По традиции того времени римлянин должен был бриться каждое утро. Но раб выбривал также и голову Корнелия. Это производило устрашающее впечатление — взорам представали бесчисленные шрамы, шишки и вмятины. У Корнелия был большой рот с плотно сжатыми губами и длинный плоский нос, который он ломал несколько раз. Подобно всем старшим центурионам, Корнелий наслаждался престижным положением ветерана. Такие воины составляли костяк римской армии, были выдающимися бойцами. Проведя всю свою жизнь в сражениях, многие из этих солдат набирались такого умения и опыта, что офицеры редко принимали важные решения, не посоветовавшись прежде со старшими центурионами. Центурион, отслуживший двадцать пять лет, обычно удалялся на покой, получал земельный надел в сельской местности, где безбедно и спокойно жил до конца дней своих. Но воины, сохранившие отличную форму, как, например, Корнелий, могли продолжить службу. Обычно они помогали офицерам.
Под началом Пилата находился десяток трибунов — дети богатых сенаторов и всадников, которые только начинали военную карьеру. Все эти люди, за редким исключением, ни на что не годились, к тому же требовали много внимания, поскольку являлись будущим Рима. Командиры не могли уделять им много времени в силу своей занятости, а потому обязанности по воспитанию и подготовке молодежи распределялись между старшими центурионами, приучавшими их к службе в римской армии.

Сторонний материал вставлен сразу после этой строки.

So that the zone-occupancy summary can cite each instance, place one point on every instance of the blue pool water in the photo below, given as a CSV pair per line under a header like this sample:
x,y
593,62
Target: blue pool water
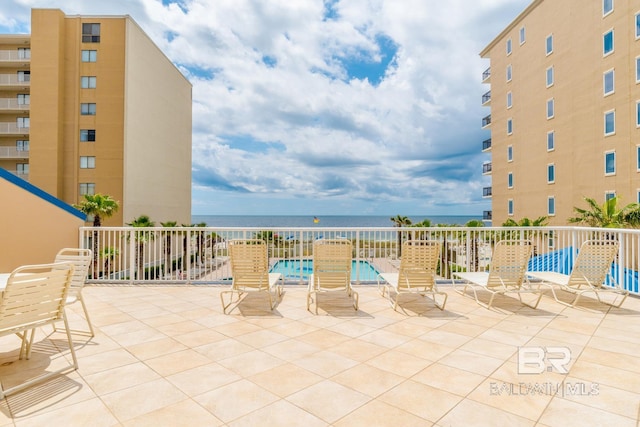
x,y
292,269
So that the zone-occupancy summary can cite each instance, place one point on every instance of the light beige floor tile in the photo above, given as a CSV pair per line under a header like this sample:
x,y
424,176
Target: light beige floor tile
x,y
285,379
449,379
368,379
325,363
562,412
235,400
251,363
120,378
328,400
186,413
89,412
380,414
421,400
203,379
400,363
280,413
474,414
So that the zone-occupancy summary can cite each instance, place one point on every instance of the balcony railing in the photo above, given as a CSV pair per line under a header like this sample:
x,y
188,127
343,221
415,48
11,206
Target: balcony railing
x,y
13,153
486,75
15,55
198,255
11,128
486,98
15,80
12,104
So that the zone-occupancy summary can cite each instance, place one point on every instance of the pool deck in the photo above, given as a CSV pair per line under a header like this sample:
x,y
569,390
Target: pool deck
x,y
168,356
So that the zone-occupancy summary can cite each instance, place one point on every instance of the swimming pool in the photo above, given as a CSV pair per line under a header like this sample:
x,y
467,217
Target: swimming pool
x,y
292,269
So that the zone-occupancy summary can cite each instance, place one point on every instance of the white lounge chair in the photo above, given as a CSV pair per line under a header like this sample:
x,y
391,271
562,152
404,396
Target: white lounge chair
x,y
35,296
506,273
589,273
416,274
332,261
81,259
250,272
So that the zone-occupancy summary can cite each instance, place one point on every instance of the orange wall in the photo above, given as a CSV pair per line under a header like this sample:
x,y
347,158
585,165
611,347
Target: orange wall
x,y
32,229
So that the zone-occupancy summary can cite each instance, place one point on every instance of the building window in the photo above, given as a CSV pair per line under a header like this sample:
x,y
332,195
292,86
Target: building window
x,y
88,82
87,162
550,108
87,135
609,123
24,99
24,76
90,33
551,173
22,145
610,163
608,82
88,109
87,188
24,53
89,55
23,122
607,43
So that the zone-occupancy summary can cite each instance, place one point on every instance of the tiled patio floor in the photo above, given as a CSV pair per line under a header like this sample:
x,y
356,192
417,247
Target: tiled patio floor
x,y
167,356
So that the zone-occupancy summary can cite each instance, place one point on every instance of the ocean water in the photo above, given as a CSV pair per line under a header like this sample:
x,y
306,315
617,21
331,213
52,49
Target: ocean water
x,y
323,221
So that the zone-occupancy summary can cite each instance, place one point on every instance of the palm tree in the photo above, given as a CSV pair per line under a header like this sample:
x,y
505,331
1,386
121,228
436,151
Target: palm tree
x,y
99,206
141,238
607,215
167,245
400,221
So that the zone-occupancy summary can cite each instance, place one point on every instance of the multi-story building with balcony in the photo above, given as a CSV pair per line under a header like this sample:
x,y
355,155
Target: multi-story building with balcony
x,y
89,104
565,109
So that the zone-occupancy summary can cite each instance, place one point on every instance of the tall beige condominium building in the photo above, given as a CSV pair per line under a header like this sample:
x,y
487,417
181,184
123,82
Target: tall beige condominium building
x,y
89,104
565,108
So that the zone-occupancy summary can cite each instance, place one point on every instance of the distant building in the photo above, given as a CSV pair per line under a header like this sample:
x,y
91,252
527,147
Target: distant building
x,y
89,104
565,109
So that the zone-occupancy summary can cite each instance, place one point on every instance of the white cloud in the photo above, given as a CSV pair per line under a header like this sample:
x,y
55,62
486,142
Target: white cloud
x,y
277,115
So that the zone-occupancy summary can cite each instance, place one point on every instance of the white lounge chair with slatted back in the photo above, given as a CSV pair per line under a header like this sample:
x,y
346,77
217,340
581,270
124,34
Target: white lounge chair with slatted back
x,y
589,273
81,259
250,271
417,273
35,296
332,260
506,273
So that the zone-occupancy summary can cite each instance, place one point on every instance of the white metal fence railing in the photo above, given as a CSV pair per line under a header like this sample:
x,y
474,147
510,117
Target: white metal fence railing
x,y
198,255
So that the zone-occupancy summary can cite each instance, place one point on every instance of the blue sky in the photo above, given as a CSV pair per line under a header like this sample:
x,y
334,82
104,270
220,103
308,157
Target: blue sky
x,y
324,107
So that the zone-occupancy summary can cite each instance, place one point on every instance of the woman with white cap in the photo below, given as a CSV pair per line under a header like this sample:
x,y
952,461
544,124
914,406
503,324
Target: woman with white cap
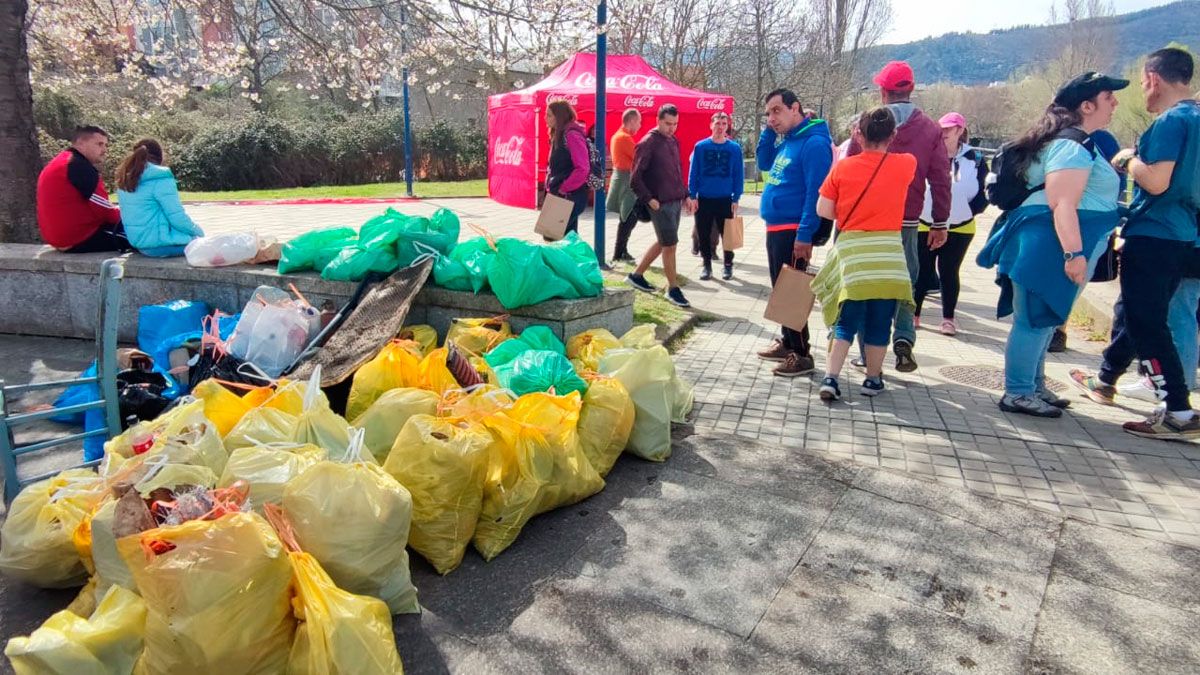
x,y
969,169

Корнелий вернулся в зал через несколько минут после того, как Пилат послал его за священниками. С улыбкой, пугавшей тех, кто его не знал, он сообщил:
— Они отказываются входить во дворец, господин. Просят, чтобы вы вышли к ним.
Пилат удивленно заморгал. Наместник назначает первосвященника в храме Иерусалима. Первосвященники должны служить ему, как он служит своему императору. Да он лучше будет ждать еще полгода, чем доставит им такое удовольствие: первым прибудет в Иерусалим. У него и здесь дел хватает. Они допустили непростительную задержку, а теперь отказываются видеть его, если он сам не выйдет к ним из дворца?
— Отказываются? — недоуменно пробормотал он. Они отказываются?!
— Они боятся осквернить себя, входя в зал, где собираются язычники.
— Просто смешно. Живо сюда их!
Корнелий указал на императорский штандарт с крохотной бронзовой головой Тиберия. Потом обвел рукой помещение, где находились другие штандарты и знамена войск, которыми командовал Пилат. На многих красовались изображения животных. Кроме того, в зале находились различные каменные скульптуры богов и людей — все это претило вере иудеев.
— Их религия запрещает им смотреть на образы людей и зверей, наместник.
— Скажи Анне…
— Первосвященника здесь нет. Он послал своих сыновей приветствовать нового наместника Цезаря.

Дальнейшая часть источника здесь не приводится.